To make art these days means freedom to employ any pursuit as media; art can be made out of anything. My own work sometimes takes the form of meetings between people, the telling of stories, the collection of ephemera, the organization of feasting events, even the use of time to express meaning. Yet I find myself increasingly returning to the pencil. While drawing I set up boundaries and parameters to work within, formulae that I will follow obediently. Within limits I find much more interesting possibilities. The pencil itself represents constraint, an object that limits but with which you can do so much.
Nine Stories by J.D. Salinger
There is no such thing as a favourite book. There are too many times, too many contexts, too many good words, too many stories. But here’s one I keep coming back to, or even better nine-in-one.
I love to pick things. There is a rhythm, a time and a place for everything and I have memories and associations with finding and picking things at their particular time of year, in their particular place. Mussels when the tide is out on the rocks by my house in Seapoint, mushrooms on the roadside in Wicklow to be laid out on newspaper for categorization after, plucking sorrel from a grassy cliff side in Castletownbere and separating blackberries: one for me, one for the bag from hedgerows just about anywhere they grow.

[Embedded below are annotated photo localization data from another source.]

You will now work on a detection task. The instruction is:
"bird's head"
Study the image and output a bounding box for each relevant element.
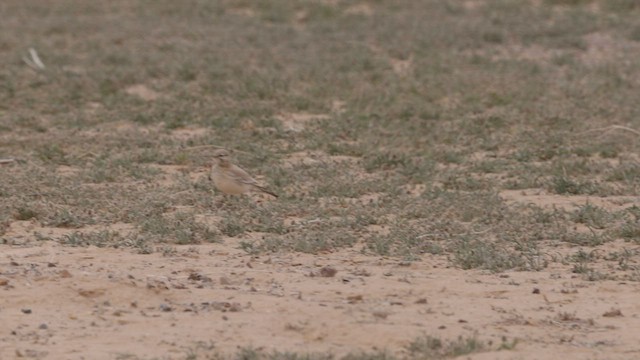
[212,149,231,165]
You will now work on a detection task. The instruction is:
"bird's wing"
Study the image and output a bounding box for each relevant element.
[228,165,259,186]
[229,165,278,197]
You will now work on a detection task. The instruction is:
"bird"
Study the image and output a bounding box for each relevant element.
[209,149,278,198]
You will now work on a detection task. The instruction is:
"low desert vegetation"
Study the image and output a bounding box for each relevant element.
[2,0,640,274]
[175,334,499,360]
[1,0,640,356]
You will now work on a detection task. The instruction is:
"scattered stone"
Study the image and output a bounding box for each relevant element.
[347,295,363,303]
[189,272,212,282]
[372,310,390,319]
[0,278,9,286]
[188,272,201,281]
[415,298,428,304]
[351,268,371,277]
[125,84,162,101]
[58,270,72,278]
[146,279,169,290]
[47,263,56,268]
[78,288,105,298]
[39,323,48,330]
[319,266,337,277]
[160,304,173,312]
[21,308,32,314]
[203,301,242,312]
[603,309,623,317]
[532,288,540,294]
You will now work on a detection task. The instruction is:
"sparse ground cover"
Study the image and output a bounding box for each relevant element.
[2,0,640,359]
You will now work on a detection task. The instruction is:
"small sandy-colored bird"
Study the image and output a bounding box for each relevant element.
[210,149,278,198]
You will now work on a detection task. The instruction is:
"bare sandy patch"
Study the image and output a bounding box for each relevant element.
[281,151,360,169]
[227,7,256,18]
[345,3,374,16]
[390,56,413,76]
[170,127,210,141]
[1,242,639,359]
[500,189,637,211]
[2,221,136,246]
[276,112,331,133]
[125,84,163,101]
[579,32,633,67]
[56,165,80,177]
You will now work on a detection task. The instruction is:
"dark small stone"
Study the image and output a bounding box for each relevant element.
[319,266,337,277]
[188,272,202,281]
[603,309,623,317]
[38,323,48,330]
[532,288,540,294]
[21,309,32,314]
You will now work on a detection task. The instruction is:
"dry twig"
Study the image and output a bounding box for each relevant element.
[22,48,46,70]
[581,125,640,138]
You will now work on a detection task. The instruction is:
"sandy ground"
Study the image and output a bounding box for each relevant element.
[1,235,640,360]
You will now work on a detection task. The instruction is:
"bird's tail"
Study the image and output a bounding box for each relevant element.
[255,185,278,198]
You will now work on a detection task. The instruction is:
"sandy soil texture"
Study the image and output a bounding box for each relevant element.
[2,238,639,359]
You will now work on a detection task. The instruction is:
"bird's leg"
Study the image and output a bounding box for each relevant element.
[213,194,230,211]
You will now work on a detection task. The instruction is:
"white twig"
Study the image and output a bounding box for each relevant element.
[22,48,45,70]
[30,48,45,69]
[0,158,16,165]
[581,125,640,137]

I’ve observed a rhythm in the finding of things, the picking of edible treasures, whether from woods or seashores. Some time is passed idly looking with one or two lucky finds. There is mild boredom. A time passes where nothing, nothing at all is found. There is mild despair and almost a decision to give up. But no, you prevail, you hunt harder. Only then, after that empty hopeless feeling that no treasure will be got, after you have flung your empty basket into the bush and stamped your feet, only then from the corner of your eye will you find your bounty, whether it’s a hollow full of bushes laden with blackberries or a generous cluster of ceps.
The sea shore
Happiness for me is running full speed into a sea.
The Forest by Pawel Althamer
One of the most influential experiences of my life, and one which my thoughts frequent, happened at the Mobile Academy. The MA was a traveling initiative that gathered one hundred international artists in Warsaw to take part in courses structured as artistic projects, accompanied by field research, debate, excursions and presentations, under a theme of Ghosts, Spectres, Phantoms and the Places Where They Live.
One event was a field trip from Warsaw entitled The Forest, led by Polish artist Pawel Althamer. My knowledge of contemporary art at the time was barely existent, despite or perhaps because of just graduating from four years studying History of Art at TCD, and I had never before heard Althamer’s name. Since then, like a word just discovered, I see his name everywhere, listed in major exhibitions and biennales around the world.
The Forest was to be a re-enactment of a mythologized incident in Althamer’s past, where for his diploma project, he had ‘smoked three funny cigarettes, had strange sensations, escaped from the studio, left the academy, took a bus to the nearest forest, got undressed and ran into the woods’. The remake of this incident involved a group of about twenty of us, artists, dancers, dramaturgs, taking a number of buses out of Warsaw and into the woodlands at 10.00pm on a cool September night for a walk that was to last ‘a couple of hours’. Althamer met us at the mouth of the woods with a companion and, without a word, led us in single file into the lightless forest. At this point a member of the group, heavily pregnant, wisely stepped right back on the bus, not trusting Althamer’s estimated time or the darkness of the woods looming before us.
We walked for hours, led by a hand on each other’s shoulders and sensually deprived but for occasional faint glowworm light and the changing textures underfoot, sometimes tangled roots, sometimes soft earth, rotting leaves, or brittle twigs. The walking went on, and on, until we felt the space around us open up, the trees giving way to a clear night sky, the familiar crunch of gravel under our steps. We had arrived in a manmade clearing and in the moonlight of the open sky could just make out a modernist building, Corbusier-like, on columns with flat walls in the distance. We continued past the structure, two dimensional for the monochrome darkness, into another clearing. Althamer stopped and spoke for the first time to us. He told us how during the Second World War a village of people had been led to this part of the woods on a dark night, walking the way we had just come: men, women and children. They had been lined up and shot dead where we now stood. Years later the mass grave was discovered and a memorial built; a modernist building, a gravelled open space. As he finished telling us this story, some of our group began taking photographs. With every flash for an instant it was revealed what we were standing before, rows and rows, football pitches in length, of small white identical crosses. Flashed into visibility, burnt on our retina for an instant, and then disappearing again.
We left the clearing with Althamer, silent once again, and walked for hours more. Eight hours in total, enough to garner a small mutiny eventually from the dancers in our group who hadn’t agreed to an all night forest walk before morning rehearsal with an artist who would never tell us where we were, only that it was just ‘a little more, a little more’. The Forest ended with us emerging blinking into pink sunrise in a Warsaw suburb. Althamer stopped a man delivering fresh baked buns and convinced him to give us one each to eat, sticky sweet, waiting for a bus.